I believe the difference comes from the alignment checking logic (https://github.com/llvm-mirror/clang/blob/master/lib/CodeGen/CGAtomic.cpp#L768) only included in handling __atomic builtins. However, considering that LOCK prefix works for unaligned accesses as well, I'm not sure if that alignment check is necessary. LOCK for unaligned memory access is expensive, but not sure if it is more expensive than library calls.

Kojoley commented 3 years ago

Bug llvm/llvm-project#25709 has been marked as a duplicate of this bug.

ec04fc15-fa35-46f2-80e1-5d271f2ef708 commented 6 years ago

As of r341734, clang no longer calls the __builtinfoo lib functions for misaligned pointers.

ec04fc15-fa35-46f2-80e1-5d271f2ef708 commented 6 years ago

llvm/llvm-bugzilla-archive#38871 filed for the bug that libc++'s std::atomic is not always atomic when compiling with GCC. (It's a GCC bug but libc++ needs to work around it.)

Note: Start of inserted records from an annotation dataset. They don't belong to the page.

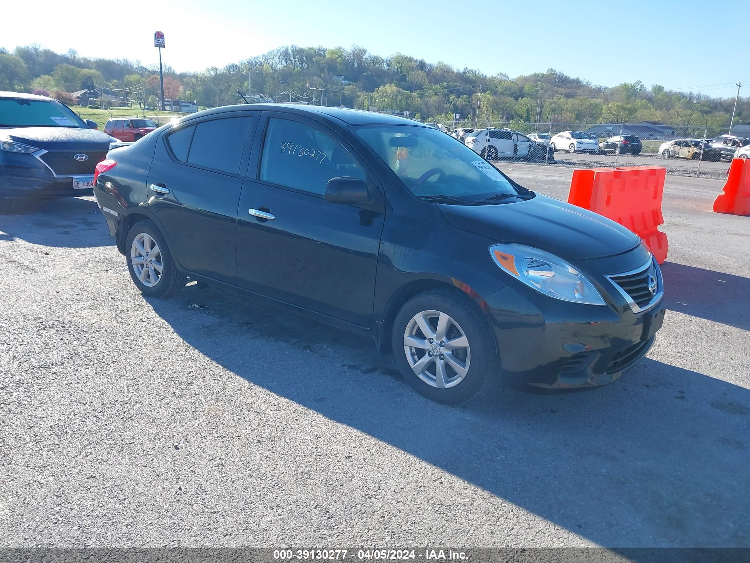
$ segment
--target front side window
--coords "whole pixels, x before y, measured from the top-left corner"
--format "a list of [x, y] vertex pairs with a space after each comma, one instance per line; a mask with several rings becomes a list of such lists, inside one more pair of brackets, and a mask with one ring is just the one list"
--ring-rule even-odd
[[227, 117], [196, 125], [188, 164], [230, 174], [239, 173], [250, 117]]
[[56, 100], [0, 98], [0, 127], [88, 126], [67, 106]]
[[365, 179], [364, 171], [340, 143], [304, 123], [280, 118], [268, 120], [259, 179], [324, 195], [328, 180], [340, 176]]
[[134, 127], [158, 127], [154, 122], [151, 119], [131, 119], [130, 123], [133, 124]]
[[409, 125], [352, 128], [418, 197], [460, 198], [467, 204], [531, 194], [466, 145], [435, 129]]

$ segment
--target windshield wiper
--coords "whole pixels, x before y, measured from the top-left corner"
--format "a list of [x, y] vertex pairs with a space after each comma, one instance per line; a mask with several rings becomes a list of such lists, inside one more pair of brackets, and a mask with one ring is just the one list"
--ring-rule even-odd
[[466, 205], [468, 203], [466, 200], [460, 200], [458, 197], [454, 197], [452, 195], [440, 194], [418, 197], [421, 200], [424, 200], [424, 201], [429, 201], [432, 203], [453, 203], [454, 205]]

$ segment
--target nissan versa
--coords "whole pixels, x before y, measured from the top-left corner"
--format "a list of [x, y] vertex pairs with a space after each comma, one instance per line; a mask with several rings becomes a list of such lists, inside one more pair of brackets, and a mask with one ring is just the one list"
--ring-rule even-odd
[[0, 92], [0, 211], [15, 200], [91, 195], [94, 169], [117, 139], [57, 100]]
[[145, 295], [189, 277], [369, 335], [440, 402], [610, 383], [664, 318], [635, 234], [403, 118], [208, 110], [110, 151], [94, 193]]

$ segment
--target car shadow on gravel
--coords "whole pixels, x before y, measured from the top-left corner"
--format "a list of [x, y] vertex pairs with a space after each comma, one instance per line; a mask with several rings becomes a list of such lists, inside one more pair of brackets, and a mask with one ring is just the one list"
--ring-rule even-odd
[[668, 309], [750, 330], [750, 278], [673, 262], [662, 275]]
[[[413, 392], [367, 339], [212, 288], [146, 300], [248, 393], [265, 388], [599, 545], [750, 545], [744, 387], [646, 359], [588, 393], [508, 390], [448, 407]], [[362, 447], [340, 462], [366, 463]]]
[[20, 239], [58, 248], [92, 248], [115, 243], [93, 197], [24, 202], [0, 215], [0, 240]]

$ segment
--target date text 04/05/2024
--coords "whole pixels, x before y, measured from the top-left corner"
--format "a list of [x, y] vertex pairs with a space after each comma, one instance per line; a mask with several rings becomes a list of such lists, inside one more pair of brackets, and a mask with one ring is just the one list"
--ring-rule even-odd
[[274, 549], [274, 558], [291, 559], [446, 559], [464, 560], [469, 557], [466, 552], [452, 549]]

llvmbot commented 6 years ago

Got it. Thank you for the detailed explanation!

ec04fc15-fa35-46f2-80e1-5d271f2ef708 commented 6 years ago

I meant std::atomic. (I guess there's no "standard" for builtins?)

There is no alignment requirement in any specification for std::atomic; rather, the C++ standard requires it to work for an arbitrary trivially-copyable type, and implementations make that efficient by increasing the alignment where necessary.

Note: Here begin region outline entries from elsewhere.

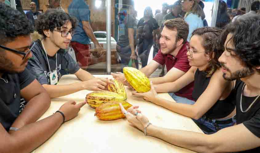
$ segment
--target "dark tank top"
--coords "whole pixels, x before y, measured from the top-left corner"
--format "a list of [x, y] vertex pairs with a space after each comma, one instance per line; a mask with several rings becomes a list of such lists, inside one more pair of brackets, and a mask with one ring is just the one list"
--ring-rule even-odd
[[[192, 98], [197, 101], [206, 90], [210, 83], [211, 77], [207, 77], [205, 72], [197, 69], [194, 76], [194, 88], [192, 92]], [[240, 80], [237, 81], [241, 81]], [[236, 102], [236, 91], [237, 86], [235, 86], [229, 95], [225, 99], [218, 100], [205, 115], [209, 118], [218, 119], [226, 117], [235, 109]]]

In libc++ this is done by implementing it in terms of _Atomic (where available); Clang's implementation of _Atomic increases the alignment as necessary. (The alignment of _Atomic(T) should be specified by the psABI for the target, but in practice it is not.) However, when compiled with GCC, it just uses _atomic and doesn't increase the alignment, presumably resulting in miscompiles in the cases where GCC's _atomic functions fail to actually be atomic.

In libstdc++, the GCC bug gcc.gnu.org/#87237 is worked around by increasing the alignment on std::atomic when sizeof(T) is a power of 2 <= 16 and alignof(T) is less than sizeof(T):

https://github.com/gcc-mirror/gcc/blob/master/libstdc%2B%2B-v3/include/std/atomic#L189

llvmbot commented 6 years ago

I meant std::atomic. (I guess there's no "standard" for builtins?)

ec04fc15-fa35-46f2-80e1-5d271f2ef708 commented 6 years ago

I see. Thank you for the explanation! Could you please point me where in the specification the alignment requirement for atomics is described?

For which form of atomics? (_sync or _atomic or _Atomic or std::atomic?)

llvmbot commented 6 years ago

I see. Thank you for the explanation! Could you please point me where in the specification the alignment requirement for atomics is described? I tried to find it by myself but couldn't find one.

ec04fc15-fa35-46f2-80e1-5d271f2ef708 commented 6 years ago

Thank you Richard for your detailed reply! Is unaligned atomic operation UB only for these builtins, or for std::atomic as well? Here https://gcc.godbolt.org/z/MZLRi8 I made std::atomic variable unaligned and seems that the generated code is just same as the one from __sync (in therms of atomic operation).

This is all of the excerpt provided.